Kenya: Omamo Urges South Sudan, Ethiopia, DR Congo to Emulate Kenyatta Handshake With Odinga for Peace

South Sudan Women receiving aid (file photo).

Nairobi — Foreign Affairs Cabinet Secretary Raychelle Omamo has urged parties in the South Sudan, Ethiopia and Democratic Republic of Congo conflicts to emulate the handshake between President Kenyatta and Raila Odinga.

Speaking during a meeting with various ambassadors on Monday, Omamo indicated that this is the only way to foster peace within the region.

She emphasised the need for both parties not to be rigid but to give way to dialogue which will in turn result in good relations between opponents.

The latest clashes in Sudan’s Darfur region between Arab and non-Arab groups have left more than 100 people killed, a tribal leader said on Monday.

“The fighting killed 117 people and left 14 villages burnt in the locality of Kolbus in West Darfur,” said Ibrahim Hashem, a leader in the ethnic African Gimir tribe.

Hashem said the fighting took place between the Gimir and the Arab Rizeigat tribe.

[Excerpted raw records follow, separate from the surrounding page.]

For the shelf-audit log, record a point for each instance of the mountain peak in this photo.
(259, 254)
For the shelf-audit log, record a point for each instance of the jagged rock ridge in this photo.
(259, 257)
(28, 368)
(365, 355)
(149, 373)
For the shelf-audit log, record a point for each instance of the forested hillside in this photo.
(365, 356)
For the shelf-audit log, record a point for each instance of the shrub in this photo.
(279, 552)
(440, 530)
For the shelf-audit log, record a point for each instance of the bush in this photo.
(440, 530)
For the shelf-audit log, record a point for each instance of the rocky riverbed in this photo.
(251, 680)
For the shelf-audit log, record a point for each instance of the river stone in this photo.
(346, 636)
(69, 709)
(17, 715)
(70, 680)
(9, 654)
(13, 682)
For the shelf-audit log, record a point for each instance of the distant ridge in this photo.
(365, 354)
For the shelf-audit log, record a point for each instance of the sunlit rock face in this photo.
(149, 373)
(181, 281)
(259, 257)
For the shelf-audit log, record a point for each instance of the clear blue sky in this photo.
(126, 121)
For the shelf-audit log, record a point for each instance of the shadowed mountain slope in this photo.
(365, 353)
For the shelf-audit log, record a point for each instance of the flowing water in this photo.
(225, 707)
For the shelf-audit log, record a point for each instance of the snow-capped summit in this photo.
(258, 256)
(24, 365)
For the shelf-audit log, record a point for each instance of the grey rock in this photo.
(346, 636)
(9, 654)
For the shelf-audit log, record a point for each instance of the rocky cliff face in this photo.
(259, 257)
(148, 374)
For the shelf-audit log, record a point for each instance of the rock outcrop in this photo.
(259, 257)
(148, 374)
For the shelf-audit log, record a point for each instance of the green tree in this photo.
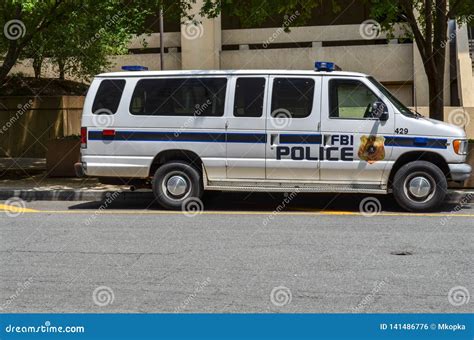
(428, 25)
(427, 21)
(77, 35)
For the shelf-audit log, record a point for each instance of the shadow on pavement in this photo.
(233, 201)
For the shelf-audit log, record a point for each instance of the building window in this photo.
(248, 100)
(108, 96)
(179, 97)
(292, 97)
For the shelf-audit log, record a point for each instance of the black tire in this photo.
(419, 171)
(183, 171)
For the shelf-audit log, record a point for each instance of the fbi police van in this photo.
(184, 132)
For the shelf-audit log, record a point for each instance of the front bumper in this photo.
(79, 169)
(460, 172)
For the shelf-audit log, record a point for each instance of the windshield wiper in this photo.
(416, 114)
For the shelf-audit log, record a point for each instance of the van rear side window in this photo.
(293, 97)
(179, 97)
(108, 96)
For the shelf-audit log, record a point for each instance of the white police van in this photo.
(183, 132)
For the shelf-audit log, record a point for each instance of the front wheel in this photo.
(419, 186)
(175, 184)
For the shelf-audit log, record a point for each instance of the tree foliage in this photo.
(428, 26)
(77, 35)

A rebel group in eastern DR Congo that the government accuses of being supported by Rwanda has overrun a trading hub on the border with Uganda, local sources said on Monday.

M23 fighters seized the town of Bunagana in North Kivu province as some government forces retreated into Uganda, they said.

Bunagana “is under enemy control,” a Congolese officer said, who was reached by AFP by phone from Goma.

“The army has just given way and is heading into Uganda,” said Damien Sebusanane, head of a local civil society association, who was on the Ugandan side of the border with the Democratic Republic of Congo (DRC).

“An army truck has just gone past, four jeeps and other vehicles which are full of soldiers,” he said, estimating the number of DRC troops retreating into Uganda at around 100.

A humanitarian source on the ground said that heavy clashes broke out again on Sunday morning and the only way out for the embattled DRC troops was to cross into Uganda.

In Ethiopia, the Tigray People’s Liberation Front (TPLF), which ruled the country for more than three decades before Abiy came to power in 2018, has been designated a terrorist group by the current government.